First of all, will Glutamic Acid (as found in common food supplements) will cross the blood-brain barrier.
If it does, then, combined with some niacin (the cofactor) should (as I think) help boost Pregabalin (Lyrica) effects.
Pregabalin is known to convert Glutamic acid into GABA in one step, as well as being mentioned as a GABA analogue.

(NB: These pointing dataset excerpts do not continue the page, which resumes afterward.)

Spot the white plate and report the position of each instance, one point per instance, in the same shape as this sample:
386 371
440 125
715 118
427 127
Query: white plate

Would that work?, I'm I totally wrong? What do you think?
Thanks in advance!
Regards!
 
Except the glutamic acid will end up saturating the active L-amino-acid transport in the gut which also happens to transport gabapentin (and, I assume, pregabalin - correct me if I'm wrong). Since I believe (and again, correct me if I'm wrong) glutamic acid has the highest affinity for this transport, you'll be getting glutamate and much less pregabalin than you would have by taking it on its own.

Supplementing glutamic acid in hopes of raising GABA production only works for people who are seriously malnourished (think Africa poster children). And even if you DID make more gaba, the problem is not the scarcity of gaba, but rather the down regulation of receptors.
 
I still don't see the point in supplementing with glutamic acid at any time. It is one of the most abundant amino-acids in food. That's why I said it only does anything IF you're SO malnourished you have more pressing issues to worry about than GABA. A regular meal should have more glutamic acid than you'd ever need.

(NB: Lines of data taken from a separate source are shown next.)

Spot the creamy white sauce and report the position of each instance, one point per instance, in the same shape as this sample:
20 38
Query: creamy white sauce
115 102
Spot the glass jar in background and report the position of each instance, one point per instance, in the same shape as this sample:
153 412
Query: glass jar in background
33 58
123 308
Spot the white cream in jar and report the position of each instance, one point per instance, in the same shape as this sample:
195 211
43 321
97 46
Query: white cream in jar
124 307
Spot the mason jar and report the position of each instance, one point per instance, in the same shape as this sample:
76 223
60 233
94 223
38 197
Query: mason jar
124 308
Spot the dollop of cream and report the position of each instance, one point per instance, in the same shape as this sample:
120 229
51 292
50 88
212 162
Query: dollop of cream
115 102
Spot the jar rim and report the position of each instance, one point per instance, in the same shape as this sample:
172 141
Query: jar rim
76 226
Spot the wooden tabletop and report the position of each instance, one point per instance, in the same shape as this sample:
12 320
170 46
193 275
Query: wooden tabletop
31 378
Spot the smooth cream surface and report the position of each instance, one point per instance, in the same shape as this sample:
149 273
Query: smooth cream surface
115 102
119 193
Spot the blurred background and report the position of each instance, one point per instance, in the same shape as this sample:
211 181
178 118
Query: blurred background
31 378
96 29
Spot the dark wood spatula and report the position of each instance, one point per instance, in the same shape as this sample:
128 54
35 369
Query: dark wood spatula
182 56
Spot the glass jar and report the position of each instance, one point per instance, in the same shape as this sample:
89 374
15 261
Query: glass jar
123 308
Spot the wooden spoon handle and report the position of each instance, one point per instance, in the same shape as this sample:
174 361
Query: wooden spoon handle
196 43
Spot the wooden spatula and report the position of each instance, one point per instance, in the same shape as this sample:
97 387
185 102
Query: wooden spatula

It seems to be best to take lyrica on empty stomach, *especially* if you had a protein-rich meal.
 
so the prevalence of glutamic acid in food is likely the reason why pregabalin has such a delayed onset when taken in close temporal proximity to a meal?
 
Glutamic as well as other amino acids. I am pretty sure I read somewhere that L-Theanine is also transported that way so avoid green/heavy black teas also.